The mid-load sound-quality-enhancement processing section 33-1 to the mid-load sound-quality-enhancement processing section 33-n supply, to the renderer 24, the high-sound-quality signals of the objects obtained by the mid-load sound quality enhancement process.

In addition, the mid-load sound-quality-enhancement processing section 33-(n+1) to the mid-load sound-quality-enhancement processing section 33-m supply, to the reproduction signal generating section 25, the high-sound-quality signals of the channels obtained by the mid-load sound quality enhancement process.

Note that, in a case where it is not particularly necessary to make distinctions among the mid-load sound-quality-enhancement processing section 33-1 to the mid-load sound-quality-enhancement processing section 33-m below, they are also referred to as mid-load sound-quality-enhancement processing sections 33 simply.

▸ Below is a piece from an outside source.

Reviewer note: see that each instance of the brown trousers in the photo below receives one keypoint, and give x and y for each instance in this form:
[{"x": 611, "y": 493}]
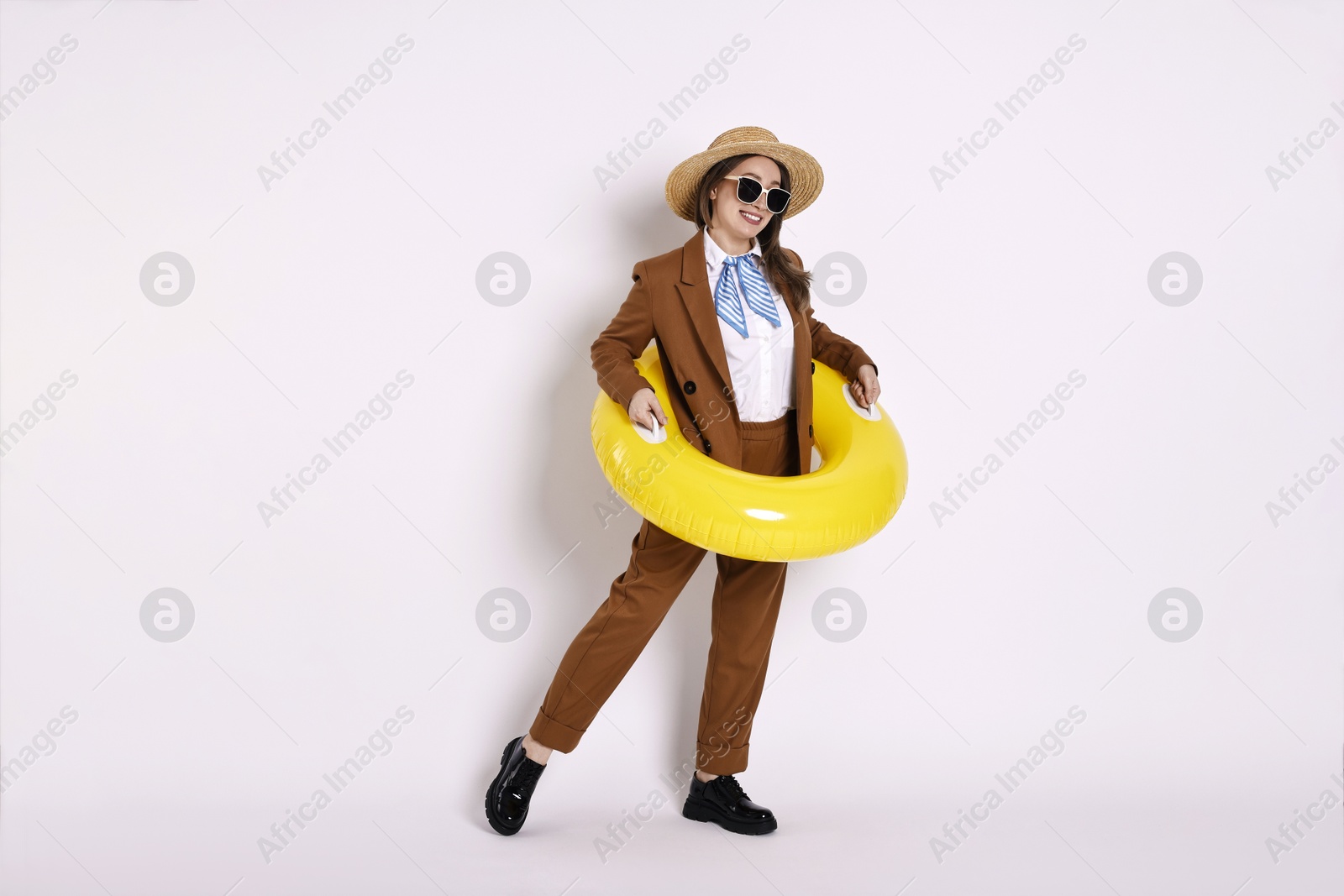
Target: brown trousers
[{"x": 746, "y": 605}]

In a case where audio signals are supplied from the selecting section 31-1 to the selecting section 31-m, the low-load sound-quality-enhancement processing section 34-1 to the low-load sound-quality-enhancement processing section 34-m perform the low-load sound quality enhancement process on the supplied audio signals, and generate high-sound-quality signals.

The low-load sound-quality-enhancement processing section 34-1 to the low-load sound-quality-enhancement processing section 34-n supply, to the renderer 24, the high-sound-quality signals of the objects obtained by the low-load sound quality enhancement process.

In addition, the low-load sound-quality-enhancement processing section 34-(n+1) to the low-load sound-quality-enhancement processing section 34-m supply, to the reproduction signal generating section 25, the high-sound-quality signals of the channels obtained by the low-load sound quality enhancement process.

Note that, in a case where it is not particularly necessary to make distinctions among the low-load sound-quality-enhancement processing section 34-1 to the low-load sound-quality-enhancement processing section 34-m below, they are also referred to as low-load sound-quality-enhancement processing sections 34 simply.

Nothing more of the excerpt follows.